BBQ Beautiful Cured, Cold-Smoked Bacon
Ingredients
For the Cure:
2 kg (4.5 lb) pork belly, skin removed
75 g (1/3 cup) kosher salt
50 g (1/4 cup) brown sugar
25 g (2 tbsp) white sugar
10 g (2 tsp) pink curing salt (Prague Powder #1)
15 g (1 tbsp) black pepper, coarsely ground
10 g (2 tsp) smoked paprika
5 g (1 tsp) crushed red pepper flakes (optional for heat)
3 cloves garlic, minced
50 ml (3 tbsp) maple syrup
50 ml (3 tbsp) apple juice
For Smoking:
Hardwood chips (apple, cherry, or maple preferred)
Ice water (to maintain cold smoke)
Instructions
Step 1: Cure the Pork Belly
Mix the cure: In a bowl, combine kosher salt, sugars, pink curing salt, black pepper, smoked paprika, red pepper flakes, and minced garlic.
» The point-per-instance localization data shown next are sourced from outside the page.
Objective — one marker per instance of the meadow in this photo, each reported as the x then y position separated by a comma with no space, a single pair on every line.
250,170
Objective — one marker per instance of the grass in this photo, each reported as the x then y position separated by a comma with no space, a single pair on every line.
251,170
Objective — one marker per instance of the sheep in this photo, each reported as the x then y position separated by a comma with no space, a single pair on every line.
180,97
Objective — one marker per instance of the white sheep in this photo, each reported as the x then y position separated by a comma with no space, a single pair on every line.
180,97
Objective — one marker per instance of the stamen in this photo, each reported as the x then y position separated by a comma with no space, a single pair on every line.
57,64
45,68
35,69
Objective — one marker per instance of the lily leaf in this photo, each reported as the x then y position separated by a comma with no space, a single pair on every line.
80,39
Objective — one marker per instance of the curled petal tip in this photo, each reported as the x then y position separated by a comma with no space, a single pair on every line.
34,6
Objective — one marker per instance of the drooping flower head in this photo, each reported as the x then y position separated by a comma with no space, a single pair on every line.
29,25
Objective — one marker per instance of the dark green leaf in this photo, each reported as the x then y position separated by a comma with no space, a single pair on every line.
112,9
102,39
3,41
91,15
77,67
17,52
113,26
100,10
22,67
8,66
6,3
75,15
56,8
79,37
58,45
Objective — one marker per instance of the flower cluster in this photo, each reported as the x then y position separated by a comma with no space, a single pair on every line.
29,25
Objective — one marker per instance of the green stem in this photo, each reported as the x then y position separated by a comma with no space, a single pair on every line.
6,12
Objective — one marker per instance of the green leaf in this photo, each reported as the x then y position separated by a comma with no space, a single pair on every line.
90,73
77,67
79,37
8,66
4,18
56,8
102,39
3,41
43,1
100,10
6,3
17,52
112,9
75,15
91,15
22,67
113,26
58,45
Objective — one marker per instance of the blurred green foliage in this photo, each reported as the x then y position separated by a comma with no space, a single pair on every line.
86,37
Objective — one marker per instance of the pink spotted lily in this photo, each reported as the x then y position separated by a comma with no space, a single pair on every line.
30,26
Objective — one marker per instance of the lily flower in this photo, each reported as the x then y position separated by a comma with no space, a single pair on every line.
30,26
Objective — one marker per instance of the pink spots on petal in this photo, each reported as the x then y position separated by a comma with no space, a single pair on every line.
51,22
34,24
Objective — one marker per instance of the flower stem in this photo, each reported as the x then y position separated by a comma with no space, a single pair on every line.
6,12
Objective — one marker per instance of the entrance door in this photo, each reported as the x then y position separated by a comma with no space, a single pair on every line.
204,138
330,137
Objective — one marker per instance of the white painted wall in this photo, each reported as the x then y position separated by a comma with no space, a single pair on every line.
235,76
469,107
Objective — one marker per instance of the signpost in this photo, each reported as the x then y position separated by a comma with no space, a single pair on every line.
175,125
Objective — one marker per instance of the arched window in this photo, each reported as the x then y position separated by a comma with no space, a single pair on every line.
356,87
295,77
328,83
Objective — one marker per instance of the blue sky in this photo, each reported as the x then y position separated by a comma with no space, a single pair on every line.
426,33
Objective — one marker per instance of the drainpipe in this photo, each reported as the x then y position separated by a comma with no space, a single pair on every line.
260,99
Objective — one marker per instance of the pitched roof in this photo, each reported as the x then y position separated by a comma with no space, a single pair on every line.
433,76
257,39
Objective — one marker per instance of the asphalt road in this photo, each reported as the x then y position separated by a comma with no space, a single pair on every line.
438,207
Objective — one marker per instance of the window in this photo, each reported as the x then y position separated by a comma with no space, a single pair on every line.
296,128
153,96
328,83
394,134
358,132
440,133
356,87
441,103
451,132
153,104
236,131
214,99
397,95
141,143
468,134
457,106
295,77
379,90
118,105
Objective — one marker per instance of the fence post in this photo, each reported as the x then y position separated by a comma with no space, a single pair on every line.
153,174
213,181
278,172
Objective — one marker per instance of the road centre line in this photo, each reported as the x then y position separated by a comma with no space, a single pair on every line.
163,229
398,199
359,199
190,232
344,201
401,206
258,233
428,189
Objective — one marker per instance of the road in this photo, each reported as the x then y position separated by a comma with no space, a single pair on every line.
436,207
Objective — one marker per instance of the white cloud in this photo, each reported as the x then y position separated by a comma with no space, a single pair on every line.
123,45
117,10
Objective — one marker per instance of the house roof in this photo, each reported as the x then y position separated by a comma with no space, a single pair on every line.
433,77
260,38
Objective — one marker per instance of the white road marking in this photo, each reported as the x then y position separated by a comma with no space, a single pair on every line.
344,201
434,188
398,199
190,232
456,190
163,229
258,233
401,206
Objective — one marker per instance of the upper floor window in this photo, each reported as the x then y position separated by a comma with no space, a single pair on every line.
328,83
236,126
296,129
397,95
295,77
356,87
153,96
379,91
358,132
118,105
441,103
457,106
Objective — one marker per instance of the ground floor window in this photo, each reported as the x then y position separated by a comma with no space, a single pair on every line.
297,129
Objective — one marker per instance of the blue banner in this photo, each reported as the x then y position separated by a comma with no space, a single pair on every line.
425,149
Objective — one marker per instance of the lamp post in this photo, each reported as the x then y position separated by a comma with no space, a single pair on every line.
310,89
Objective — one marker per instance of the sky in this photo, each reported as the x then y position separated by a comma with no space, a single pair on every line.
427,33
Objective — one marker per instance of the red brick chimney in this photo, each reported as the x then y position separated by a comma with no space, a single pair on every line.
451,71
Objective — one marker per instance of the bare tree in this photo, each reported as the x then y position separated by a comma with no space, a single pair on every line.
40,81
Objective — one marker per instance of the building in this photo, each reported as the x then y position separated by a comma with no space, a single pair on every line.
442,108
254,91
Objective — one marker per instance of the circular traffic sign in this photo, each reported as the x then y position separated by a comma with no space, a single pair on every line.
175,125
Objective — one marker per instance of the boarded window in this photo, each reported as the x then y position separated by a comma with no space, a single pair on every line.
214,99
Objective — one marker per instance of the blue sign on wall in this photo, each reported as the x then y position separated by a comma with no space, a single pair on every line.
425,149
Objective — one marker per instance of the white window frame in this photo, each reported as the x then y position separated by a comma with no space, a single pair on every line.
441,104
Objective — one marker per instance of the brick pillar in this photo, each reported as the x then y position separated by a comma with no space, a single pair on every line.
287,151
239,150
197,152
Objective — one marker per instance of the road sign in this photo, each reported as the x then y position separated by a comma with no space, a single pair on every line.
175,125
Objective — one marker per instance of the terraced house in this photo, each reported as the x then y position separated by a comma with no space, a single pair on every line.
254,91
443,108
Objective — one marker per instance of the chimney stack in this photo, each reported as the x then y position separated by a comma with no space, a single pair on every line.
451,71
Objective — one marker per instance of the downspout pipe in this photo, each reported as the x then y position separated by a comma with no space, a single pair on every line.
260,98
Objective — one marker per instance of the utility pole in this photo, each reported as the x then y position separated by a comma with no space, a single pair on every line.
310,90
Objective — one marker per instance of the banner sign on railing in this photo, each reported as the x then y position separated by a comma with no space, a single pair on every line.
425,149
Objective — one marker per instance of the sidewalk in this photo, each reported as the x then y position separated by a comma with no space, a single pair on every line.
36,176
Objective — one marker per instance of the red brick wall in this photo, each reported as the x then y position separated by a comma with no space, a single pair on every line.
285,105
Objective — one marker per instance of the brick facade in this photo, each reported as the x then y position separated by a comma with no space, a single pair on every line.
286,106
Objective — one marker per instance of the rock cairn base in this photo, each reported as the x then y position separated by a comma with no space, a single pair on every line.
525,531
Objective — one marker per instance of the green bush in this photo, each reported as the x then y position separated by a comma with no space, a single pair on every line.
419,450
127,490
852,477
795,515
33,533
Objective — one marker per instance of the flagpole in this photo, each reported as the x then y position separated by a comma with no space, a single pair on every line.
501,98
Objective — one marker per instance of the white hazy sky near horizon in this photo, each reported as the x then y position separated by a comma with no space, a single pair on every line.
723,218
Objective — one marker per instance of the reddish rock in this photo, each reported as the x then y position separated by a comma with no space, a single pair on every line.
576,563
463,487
Add liquids: Stir in maple syrup and apple juice to make a thick paste.
Apply to pork: Rub the mixture evenly over the pork belly, ensuring all sides are coated.
Bag and refrigerate: Place the pork belly in a large resealable bag or airtight container. Refrigerate for 5–7 days, turning daily to redistribute the cure.
Step 2: Rinse and Dry
After curing, remove the pork belly from the bag and rinse under cold water to remove excess salt.
Pat dry with paper towels.
Place the belly on a rack in the fridge uncovered for 12–24 hours to form a tacky pellicle. This is essential for smoke adhesion.
Step 3: Cold Smoking
Setup: Prepare your smoker for cold smoking (ideally 20–30°C / 70–85°F). You can use a traditional smoker with smoke generator or a cold smoke attachment.
Smoke: Add your wood chips and smoke the belly for 6–8 hours, replenishing chips as needed. Make sure the temperature never exceeds 30°C / 85°F, or the bacon will start to cook.
Step 4: Rest and Slice
Once smoked, let the bacon rest overnight uncovered in the fridge, smoke again if you want double smoked bacon.
Slice thinly or thickly, depending on preference.
Step 5: Cook or Store
To cook: Fry, grill, or oven-bake until crispy.
To store: Wrap tightly in parchment or vacuum seal. Keeps in the fridge for 2–3 weeks or freeze up to 3 months.
Pro Tips – BBQ Beautiful Style
For a sweet heat variation, add 10 g (2 tsp) of BBQ Beautiful Honey Heat to the cure.
For layered smoke flavor, alternate apple and cherry wood chips.
Make bacon jam from this bacon: dice, fry until crispy, and mix with onions, maple syrup, and a splash of apple cider vinegar.